Enkhdulguun holds his younger cousin in front of his family’s “ger” — a traditional home in Mongolia. Heated by a coal-burning stove in the middle of the room and insulated with sheep’s wool, their ger keeps them warm in temperatures that can plunge 40 degrees below zero.



Down a narrow alleyway adorned by clotheslines in Pune, India, a boy who attends a sponsor-supported afterschool program stands outside of his home. This small slum community shares a single water source and neighbors chip in to pay the electricity bill for a single street lamp — bringing light and safety to their homes after dark.


Ten-year-old Sebsibe stands in the doorway of his “tukul,” a traditional, cone-shaped home made of eucalyptus branches and mud plaster with a high thatched roof. Sometimes, to prevent theft, families in Ethiopia will share their tukul with their cow, goat or chickens. Sebsibe lives with his older sister and her three children, who all attend school with support from sponsors. Their home is surrounded by the lush, vibrant foliage of their garden, including high-reaching corn that his family grows for food.

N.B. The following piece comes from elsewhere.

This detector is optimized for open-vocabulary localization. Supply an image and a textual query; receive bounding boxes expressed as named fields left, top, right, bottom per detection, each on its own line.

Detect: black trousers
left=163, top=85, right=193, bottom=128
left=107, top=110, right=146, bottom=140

Still in their school uniforms, these sponsored boys are having an afterschool snack outside of their home in rural Cambodia. Like many Cambodian — or “Khmer” — homes, their house sits several feet above the ground in order to protect their family and their belongings from flooding, which is frequent in areas like these that are surrounded by rice paddies. The structure also provides room underneath the house for storing supplies, keeping livestock or hanging out in a hammock!